The Sound of My Own Voice

I’ve had the good fortune to take a few writing classes taught by Brian Shawver through The Writer’s Place. Either he is a fantastic teacher (very likely since he is now chair of English and Modern Languages at Park University), or I was lucky enough to have the teacher I needed at the time I needed him–maybe both. At any rate, one piece I worked on in one of his classes was Wasting Water. The story is told by a teenaged girl who lives on a farm with her mother and their animals in the near future when the rain has all but stopped. Brian noted that the voice of the character, Livie, is quite different from my own. That was the first time I realized my character’s voice was borrowed in large part from my father, the only person I knew well who had grown up on a farm during hard times and without one of his parents for much of that time.

Voice for a writer, so I am told, tends to be unique to that writer–his or her own way of using words and seeing the world, of interpreting that world and putting that interpretation down on paper. The voice used by Mark Twain in his many writings in unmistakable, as is the voice of Ernest Hemingway. The voice used by Jane Austen would never be mistaken for one of those other authors. Apparently, most editors in the universe are looking for writers with unique and distinctive voices.

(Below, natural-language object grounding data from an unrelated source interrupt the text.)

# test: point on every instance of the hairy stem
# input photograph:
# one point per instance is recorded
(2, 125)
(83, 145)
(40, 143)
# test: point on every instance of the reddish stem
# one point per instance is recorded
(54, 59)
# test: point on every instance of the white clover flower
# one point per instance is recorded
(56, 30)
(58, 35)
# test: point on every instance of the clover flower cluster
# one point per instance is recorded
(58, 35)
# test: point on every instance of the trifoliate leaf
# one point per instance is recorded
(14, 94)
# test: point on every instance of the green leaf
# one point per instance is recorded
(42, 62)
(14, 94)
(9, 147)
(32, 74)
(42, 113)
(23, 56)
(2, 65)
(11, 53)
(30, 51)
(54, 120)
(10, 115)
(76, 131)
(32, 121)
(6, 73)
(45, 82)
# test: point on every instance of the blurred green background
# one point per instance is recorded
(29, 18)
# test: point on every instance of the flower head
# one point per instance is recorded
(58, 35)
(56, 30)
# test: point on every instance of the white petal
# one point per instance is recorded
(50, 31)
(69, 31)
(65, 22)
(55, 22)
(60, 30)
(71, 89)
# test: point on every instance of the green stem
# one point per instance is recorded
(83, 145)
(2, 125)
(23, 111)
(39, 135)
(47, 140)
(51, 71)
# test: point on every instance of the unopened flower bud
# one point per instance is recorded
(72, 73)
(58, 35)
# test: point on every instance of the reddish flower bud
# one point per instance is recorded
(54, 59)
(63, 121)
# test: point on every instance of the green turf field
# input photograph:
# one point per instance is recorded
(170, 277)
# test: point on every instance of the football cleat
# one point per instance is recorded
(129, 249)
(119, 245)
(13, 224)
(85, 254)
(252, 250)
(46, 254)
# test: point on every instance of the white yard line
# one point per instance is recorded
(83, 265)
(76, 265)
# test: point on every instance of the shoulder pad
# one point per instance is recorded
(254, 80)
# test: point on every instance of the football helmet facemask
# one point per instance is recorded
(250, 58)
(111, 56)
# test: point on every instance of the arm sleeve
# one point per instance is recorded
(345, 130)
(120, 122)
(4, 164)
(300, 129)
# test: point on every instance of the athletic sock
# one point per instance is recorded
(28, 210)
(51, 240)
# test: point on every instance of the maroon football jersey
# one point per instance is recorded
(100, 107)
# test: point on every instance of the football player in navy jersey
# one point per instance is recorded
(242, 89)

I’ve just finished reading a chapter in one of my writing books about the use of voice. One of the things that struck me as good advise was to be sure your voice is consistent throughout any given book. Some writers may have a voice that comes through from the very first and remains constant throughout their career. Others may need to develop theirs over time. As a writer learns and grows, there is the possibility that how they express themselves may change, perhaps even within a single book. That is something I will be watching for in my own writing.

One might think it’s hard to write in anything but your own voice. However, I suspect a character that has a strong personality might be able to express themselves in spite of the author, just as my Livie did. I did not mean to write Wasting Water in my father’s voice, but his was the one I heard in my head. Livie spoke, and I just wrote down what she said.

Wasting Water will be appearing in Undeniable: Writers Respond to Climate Change to be published by Alternating Current Press. They still are open for submissions through April 30, so check it out if you have poetry, nonfiction, fiction, or hybrid pieces dealing with climate change.

Image: My father, John P. Evans; mother, Geneva; older brother, Paul; and me, on a farm my folks once owned. Photographer unknown.